THE GOSPEL ACCORDING TO FAIRBAIRN

Chapter 1.

"Those last four shots are too low-pitched to be from a rifle," Jamie said, puzzled.

Cavanaugh nodded. "Sounds like they came from the ridge where the sniper was. But we're too far away for anybody to expect to hit us with a pistol from there. It doesn't make sense."

Jamie studied their surroundings. "We need better cover."

"Right. For all we know, there's still at least one shooter on this side of the canyon. Keep down," he told William and Mrs. Patterson. "Move back."

Deeper into the woods, they found a depression circled by trees and squirmed into it.

"Mrs. Patterson, face this way," Jamie said, watching the elderly woman take her small Ladysmith revolver from her apron. "Aim toward the trees."

"William, you face this way." Cavanaugh unholstered his pistol and gave it to the attorney. "Keep it pointed away from us. Don't pull the trigger unless I tell you."

Cavanaugh and Jamie sank low, every quadrant occupied.

"When I get out of this–" Emotion made William's voice thick. "–I'm going to take shooting lessons. Karate lessons. Every damned lesson I can find. I won't feel helpless like this again."

"I'll be glad to teach you," Cavanaugh said, trying to distract William from his fear. "Especially about Fairbairn."

"Fairbairn? Who's he ?"

"But here's your first lesson. Stop talking. We need to be quiet so we can listen if someone's sneaking up on us."

"Oh." William's face turned red with embarrassment. "Yes."

They waited and watched the forest. Cavanaugh's need to protect helped distract him from his rage. He wanted to get his hands on whoever had ordered the attack, to slam that person's head against a rock until bone cracked and–

No. Fantasies about revenge were a liability. Anger got in the way of clear thinking.

Concentrate on keeping everybody alive.

A minute passed. Cavanaugh's ears continued to ring because of the explosions and the shots he'd fired.
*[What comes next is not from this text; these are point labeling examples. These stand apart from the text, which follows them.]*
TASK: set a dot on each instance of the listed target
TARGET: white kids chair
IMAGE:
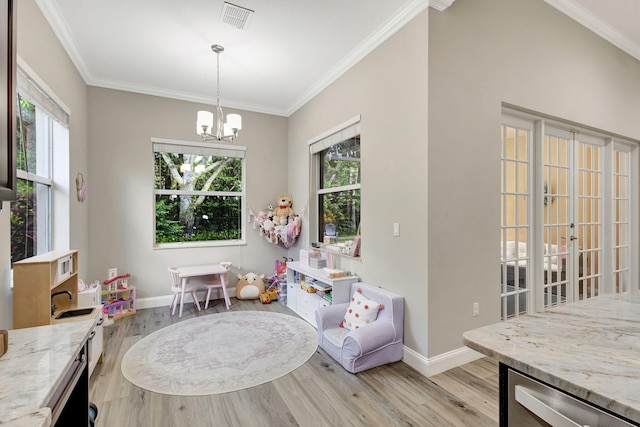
(218, 281)
(180, 287)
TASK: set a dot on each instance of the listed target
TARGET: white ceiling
(289, 52)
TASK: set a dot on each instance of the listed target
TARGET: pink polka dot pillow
(361, 312)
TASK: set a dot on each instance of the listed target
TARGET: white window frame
(318, 144)
(204, 148)
(52, 123)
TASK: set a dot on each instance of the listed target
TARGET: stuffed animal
(249, 286)
(265, 297)
(283, 211)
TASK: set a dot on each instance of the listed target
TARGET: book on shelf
(333, 273)
(321, 286)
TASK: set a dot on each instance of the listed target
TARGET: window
(337, 161)
(339, 192)
(199, 193)
(42, 125)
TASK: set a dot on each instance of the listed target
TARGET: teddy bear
(249, 286)
(283, 211)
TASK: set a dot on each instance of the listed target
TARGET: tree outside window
(199, 193)
(30, 212)
(339, 189)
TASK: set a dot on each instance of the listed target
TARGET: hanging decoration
(280, 224)
(81, 188)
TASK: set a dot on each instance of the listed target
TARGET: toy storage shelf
(119, 302)
(304, 303)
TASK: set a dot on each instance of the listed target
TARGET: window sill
(207, 244)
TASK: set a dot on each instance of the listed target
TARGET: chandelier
(223, 131)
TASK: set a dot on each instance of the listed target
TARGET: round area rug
(219, 353)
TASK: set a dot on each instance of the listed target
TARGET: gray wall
(121, 125)
(39, 48)
(481, 54)
(388, 89)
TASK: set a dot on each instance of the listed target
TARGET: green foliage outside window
(198, 198)
(340, 168)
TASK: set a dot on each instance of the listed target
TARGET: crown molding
(390, 27)
(184, 96)
(59, 26)
(440, 5)
(596, 25)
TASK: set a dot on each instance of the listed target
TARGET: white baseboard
(165, 300)
(440, 363)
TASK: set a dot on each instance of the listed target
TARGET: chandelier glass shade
(205, 120)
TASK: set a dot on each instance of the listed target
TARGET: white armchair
(374, 344)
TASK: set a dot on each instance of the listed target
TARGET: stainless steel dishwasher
(526, 402)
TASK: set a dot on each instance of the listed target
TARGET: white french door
(572, 167)
(568, 211)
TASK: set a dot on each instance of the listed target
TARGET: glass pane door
(572, 218)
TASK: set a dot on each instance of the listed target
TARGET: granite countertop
(590, 349)
(33, 367)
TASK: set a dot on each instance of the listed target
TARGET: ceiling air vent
(235, 16)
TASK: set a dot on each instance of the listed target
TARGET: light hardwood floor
(319, 393)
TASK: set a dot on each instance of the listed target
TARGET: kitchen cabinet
(587, 350)
(46, 367)
(36, 279)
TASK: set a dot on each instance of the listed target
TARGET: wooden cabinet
(36, 279)
(305, 304)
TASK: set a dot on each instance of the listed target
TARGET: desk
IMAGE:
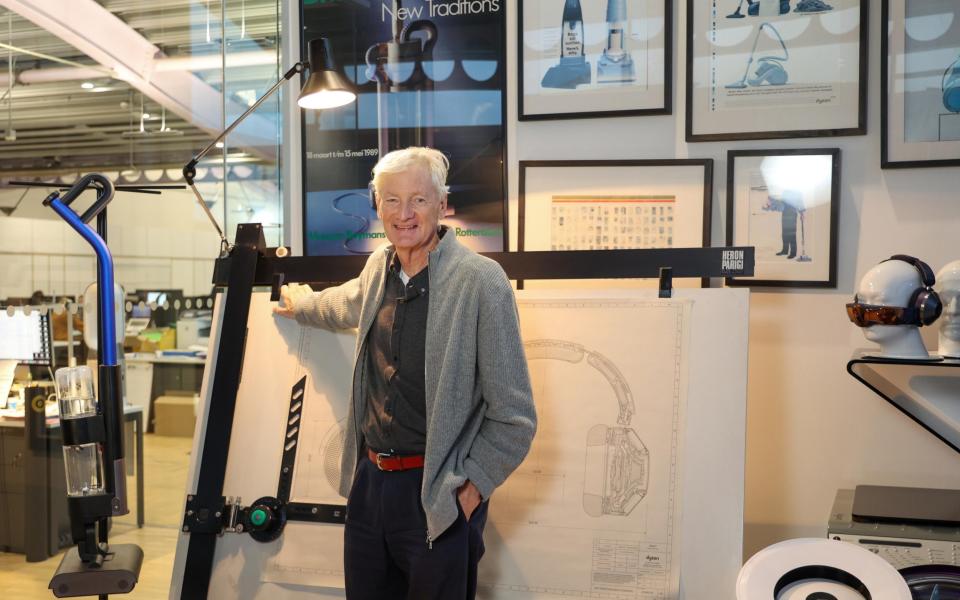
(34, 485)
(149, 376)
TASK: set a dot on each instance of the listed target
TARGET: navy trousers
(386, 552)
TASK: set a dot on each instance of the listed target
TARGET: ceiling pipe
(133, 58)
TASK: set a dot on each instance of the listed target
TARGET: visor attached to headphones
(866, 315)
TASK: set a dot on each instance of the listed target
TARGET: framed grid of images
(615, 204)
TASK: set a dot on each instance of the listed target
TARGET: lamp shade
(325, 87)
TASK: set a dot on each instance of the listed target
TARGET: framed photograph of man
(594, 58)
(764, 69)
(920, 70)
(785, 203)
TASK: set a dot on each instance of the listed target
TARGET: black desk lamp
(324, 88)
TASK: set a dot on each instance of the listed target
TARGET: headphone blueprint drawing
(617, 470)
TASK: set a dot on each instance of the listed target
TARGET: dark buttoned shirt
(395, 418)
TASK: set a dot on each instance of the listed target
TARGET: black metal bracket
(568, 264)
(290, 438)
(198, 518)
(666, 282)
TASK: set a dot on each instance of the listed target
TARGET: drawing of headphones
(617, 470)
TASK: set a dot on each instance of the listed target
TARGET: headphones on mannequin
(616, 457)
(923, 307)
(924, 300)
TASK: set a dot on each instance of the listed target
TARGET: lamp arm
(190, 169)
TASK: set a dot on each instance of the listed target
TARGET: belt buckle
(381, 456)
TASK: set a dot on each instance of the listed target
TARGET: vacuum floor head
(613, 71)
(567, 75)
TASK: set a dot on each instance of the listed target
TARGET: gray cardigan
(480, 413)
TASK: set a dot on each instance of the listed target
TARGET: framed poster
(594, 59)
(427, 73)
(920, 70)
(762, 69)
(614, 204)
(785, 203)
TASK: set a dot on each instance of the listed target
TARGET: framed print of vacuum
(428, 73)
(763, 69)
(785, 203)
(614, 204)
(920, 70)
(596, 58)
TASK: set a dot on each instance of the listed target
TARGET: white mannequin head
(892, 283)
(948, 286)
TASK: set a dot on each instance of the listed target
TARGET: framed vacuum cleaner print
(614, 204)
(762, 69)
(594, 58)
(428, 73)
(920, 70)
(785, 203)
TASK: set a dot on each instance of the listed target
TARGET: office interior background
(811, 429)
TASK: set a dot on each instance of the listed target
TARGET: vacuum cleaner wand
(737, 14)
(615, 64)
(742, 83)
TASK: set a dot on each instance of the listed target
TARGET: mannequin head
(893, 283)
(948, 280)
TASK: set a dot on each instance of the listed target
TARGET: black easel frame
(250, 263)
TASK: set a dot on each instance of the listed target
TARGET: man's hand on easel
(289, 296)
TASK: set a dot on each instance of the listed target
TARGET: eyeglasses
(865, 315)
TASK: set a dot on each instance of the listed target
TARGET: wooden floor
(165, 474)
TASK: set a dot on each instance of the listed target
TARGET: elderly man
(442, 410)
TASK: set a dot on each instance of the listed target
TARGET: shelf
(926, 391)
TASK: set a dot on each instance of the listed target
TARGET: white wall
(811, 427)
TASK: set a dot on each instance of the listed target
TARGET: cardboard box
(163, 338)
(174, 416)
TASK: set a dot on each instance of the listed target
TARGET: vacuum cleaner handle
(104, 189)
(786, 53)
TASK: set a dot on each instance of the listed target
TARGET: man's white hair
(399, 161)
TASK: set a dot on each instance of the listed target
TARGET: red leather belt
(393, 462)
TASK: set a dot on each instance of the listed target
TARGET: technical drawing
(573, 353)
(617, 462)
(594, 509)
(332, 452)
(624, 462)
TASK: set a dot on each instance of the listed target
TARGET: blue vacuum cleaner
(950, 86)
(616, 64)
(812, 6)
(573, 69)
(93, 436)
(753, 9)
(769, 70)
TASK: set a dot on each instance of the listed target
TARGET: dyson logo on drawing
(439, 8)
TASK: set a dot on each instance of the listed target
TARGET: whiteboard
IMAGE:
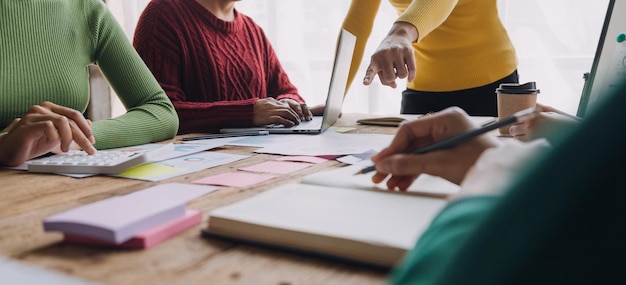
(608, 71)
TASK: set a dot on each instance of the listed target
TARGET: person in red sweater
(216, 65)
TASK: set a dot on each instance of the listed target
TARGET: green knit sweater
(560, 223)
(45, 47)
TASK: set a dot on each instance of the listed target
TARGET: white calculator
(102, 162)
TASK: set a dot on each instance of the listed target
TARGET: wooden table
(27, 198)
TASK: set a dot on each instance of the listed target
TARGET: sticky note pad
(234, 179)
(150, 237)
(277, 167)
(303, 158)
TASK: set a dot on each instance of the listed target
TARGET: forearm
(404, 30)
(427, 15)
(359, 21)
(211, 116)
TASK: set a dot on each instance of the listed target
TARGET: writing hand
(451, 164)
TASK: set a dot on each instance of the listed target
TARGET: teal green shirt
(45, 48)
(561, 222)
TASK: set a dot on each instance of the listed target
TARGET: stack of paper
(138, 220)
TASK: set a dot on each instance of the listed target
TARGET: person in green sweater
(527, 213)
(45, 49)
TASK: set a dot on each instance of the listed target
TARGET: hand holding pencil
(445, 144)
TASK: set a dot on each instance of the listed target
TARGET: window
(555, 41)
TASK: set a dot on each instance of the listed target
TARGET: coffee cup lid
(516, 88)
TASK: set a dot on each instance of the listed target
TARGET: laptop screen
(609, 66)
(339, 78)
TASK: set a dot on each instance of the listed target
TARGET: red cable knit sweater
(213, 71)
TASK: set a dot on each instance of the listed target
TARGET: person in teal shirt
(45, 48)
(528, 213)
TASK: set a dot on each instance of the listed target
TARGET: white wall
(555, 41)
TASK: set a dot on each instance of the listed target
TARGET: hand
(451, 164)
(318, 110)
(271, 111)
(394, 56)
(45, 128)
(300, 108)
(535, 126)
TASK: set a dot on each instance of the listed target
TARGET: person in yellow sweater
(452, 52)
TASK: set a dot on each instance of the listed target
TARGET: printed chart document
(365, 225)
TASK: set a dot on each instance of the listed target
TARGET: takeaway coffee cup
(514, 97)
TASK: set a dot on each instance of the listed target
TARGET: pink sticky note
(277, 167)
(234, 179)
(302, 158)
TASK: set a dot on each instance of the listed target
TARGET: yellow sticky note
(150, 170)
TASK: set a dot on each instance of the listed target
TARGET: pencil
(229, 135)
(465, 136)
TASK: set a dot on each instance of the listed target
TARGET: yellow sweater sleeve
(359, 21)
(462, 43)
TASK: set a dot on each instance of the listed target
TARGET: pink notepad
(119, 218)
(148, 238)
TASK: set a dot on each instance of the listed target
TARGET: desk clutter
(289, 193)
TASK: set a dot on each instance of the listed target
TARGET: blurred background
(555, 41)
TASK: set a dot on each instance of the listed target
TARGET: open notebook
(334, 214)
(334, 99)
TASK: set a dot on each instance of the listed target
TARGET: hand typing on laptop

He worked to filter out that sound, to listen beyond it, trying to detect any noise in the forest.

Ten minutes. Fifteen.

Sweat oozed from under his body armor. His back hurt from the force of the bullet that the armor had stopped. As he aimed toward the trees, his heart thumped against the ground.

There! A branch snapped deep in the trees. Cavanaugh steadied his rifle in that direction. Another branch snapped, and now Cavanaugh's finger slid onto the trigger.

He relaxed as an elk poked its head from the underbrush, its antlers blending with the dead branches of a tree behind it.

Maybe this is going to be all right , he thought. The elk wouldn't be wandering in this direction if somebody with a rifle is out there, creeping toward us.

Then another elk appeared, and Cavanaugh became more hopeful.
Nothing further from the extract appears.